Trudeau Taps Former NATO Commander to Helm Canada’s COVID-19 Vaccine Distribution Effort

Justin Trudeau

At a news conference in Ottawa today, Trudeau announced that NATO commander Maj.-Gen. Dany Fortin will lead the government's national vaccine distribution effort. Photo: The Canadian Press/Adrian Wyld

When it comes to Canada falling behind other countries in getting a COVID-19 vaccine to Canadians, Prime Minister Justin Trudeau today announced that it is the “greatest mobilization effort Canada has seen since the Second World War.”

To underscore his determination and the gravity of the situation, Trudeau said at a news conference that former NATO commander Maj.-Gen. Dany Fortin will lead the government’s national vaccine distribution effort.

The goal is to immunize more than half of Canadians by September 2021.

However, Trudeau would not say when the first COVID-19 vaccines will arrive in Canada, instead asserting that the focus should be on when the majority of Canadians get vaccinated.

Currently Chief of Staff, Canadian Joint Operation Command, Fortin, 52, has more than 30 years of military experience, including the command of NATO forces in Iraq from Oct. 2018 to Nov. 2019.

Fortin also was involved in planning the Canadian Armed Forces missions this past summer into long-term care homes overrun with the coronavirus.

While the military will take over the logistics of mobilizing the vaccine roll out, including transporting, storing and distributing the doses, one has yet to be approved by the government.

Officials said yesterday that a first COVID-19 vaccine could get Canadian regulatory approval by mid-December, putting the country on the same timeline as the European Union and the United States, where the Pfizer vaccine candidate is expected to get the go ahead on Dec. 10.

Canada has contracts to buy hundreds of millions of doses of COVID-19 vaccines from four companies. Two of these, developed by Pfizer and Moderna, have shown to be safe and more than 90 per cent effective. Two doses of the vaccine, spaced a few weeks apart, are required.

However, Canada may be falling behind other countries in securing the vaccines because, without the capacity to produce them, the country is largely beholden to Pfizer manufacturing plants in the U.S. and abroad for its supply.

The Conservatives have criticized the minority Liberal government for leaving Canada at the back of the line.
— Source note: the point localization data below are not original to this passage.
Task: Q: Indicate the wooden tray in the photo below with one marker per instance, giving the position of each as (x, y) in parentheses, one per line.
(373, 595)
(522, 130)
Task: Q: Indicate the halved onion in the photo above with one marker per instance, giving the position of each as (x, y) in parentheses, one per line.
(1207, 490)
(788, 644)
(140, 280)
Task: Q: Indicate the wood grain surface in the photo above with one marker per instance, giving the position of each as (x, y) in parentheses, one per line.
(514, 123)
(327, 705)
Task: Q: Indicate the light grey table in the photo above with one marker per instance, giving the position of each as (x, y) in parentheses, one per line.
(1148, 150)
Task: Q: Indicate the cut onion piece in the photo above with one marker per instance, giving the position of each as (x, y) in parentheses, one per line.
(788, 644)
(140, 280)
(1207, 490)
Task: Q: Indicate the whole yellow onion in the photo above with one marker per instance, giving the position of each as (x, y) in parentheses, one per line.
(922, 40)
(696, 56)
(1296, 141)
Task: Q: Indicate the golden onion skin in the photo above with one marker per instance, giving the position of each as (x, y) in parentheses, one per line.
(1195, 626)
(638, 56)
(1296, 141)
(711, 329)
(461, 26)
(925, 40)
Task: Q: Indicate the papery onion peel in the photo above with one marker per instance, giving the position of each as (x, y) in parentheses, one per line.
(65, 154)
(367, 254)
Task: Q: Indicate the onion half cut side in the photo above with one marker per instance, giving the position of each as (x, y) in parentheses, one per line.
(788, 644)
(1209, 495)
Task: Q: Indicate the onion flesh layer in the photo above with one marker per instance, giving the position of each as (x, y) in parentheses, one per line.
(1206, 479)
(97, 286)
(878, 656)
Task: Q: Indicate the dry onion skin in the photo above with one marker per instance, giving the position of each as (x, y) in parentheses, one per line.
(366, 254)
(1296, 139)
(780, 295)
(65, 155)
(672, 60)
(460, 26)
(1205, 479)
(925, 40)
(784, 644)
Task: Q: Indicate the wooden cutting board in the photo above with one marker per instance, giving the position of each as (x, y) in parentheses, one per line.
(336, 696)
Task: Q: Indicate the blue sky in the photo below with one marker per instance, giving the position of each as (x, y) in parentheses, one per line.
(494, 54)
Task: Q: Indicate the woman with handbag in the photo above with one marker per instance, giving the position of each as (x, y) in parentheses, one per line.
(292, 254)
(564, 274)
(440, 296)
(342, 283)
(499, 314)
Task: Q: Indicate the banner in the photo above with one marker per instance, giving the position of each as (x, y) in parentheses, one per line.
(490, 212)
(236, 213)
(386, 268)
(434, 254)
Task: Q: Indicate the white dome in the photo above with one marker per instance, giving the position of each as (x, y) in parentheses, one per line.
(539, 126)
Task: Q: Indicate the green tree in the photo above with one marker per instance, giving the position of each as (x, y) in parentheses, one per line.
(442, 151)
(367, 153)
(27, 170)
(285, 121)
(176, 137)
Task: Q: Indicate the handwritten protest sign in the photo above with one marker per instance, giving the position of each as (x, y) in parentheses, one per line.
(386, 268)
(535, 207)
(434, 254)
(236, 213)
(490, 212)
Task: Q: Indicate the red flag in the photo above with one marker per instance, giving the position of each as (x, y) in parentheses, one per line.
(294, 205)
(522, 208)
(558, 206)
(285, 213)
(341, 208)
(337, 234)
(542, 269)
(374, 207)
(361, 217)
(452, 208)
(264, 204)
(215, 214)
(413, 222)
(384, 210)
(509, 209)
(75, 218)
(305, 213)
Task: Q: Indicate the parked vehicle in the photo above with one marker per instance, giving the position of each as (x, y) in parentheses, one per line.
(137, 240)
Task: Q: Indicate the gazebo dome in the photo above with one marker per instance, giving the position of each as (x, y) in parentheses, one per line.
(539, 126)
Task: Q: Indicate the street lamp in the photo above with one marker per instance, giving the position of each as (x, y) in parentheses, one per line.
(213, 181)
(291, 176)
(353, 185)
As many as 20 million Americans are expected to be vaccinated next month, with 30 million more vaccinated in every subsequent month.

As for Canada, Deputy Chief Public Health Officer Dr. Howard Njoo said at a press conference yesterday that “the end of next year,” rather than September, may be a more realistic goal for having the majority of Canadians vaccinated.

He also said that if all goes according to plan, three million Canadians could get their shots by the end of March, with inoculations ramping up after that.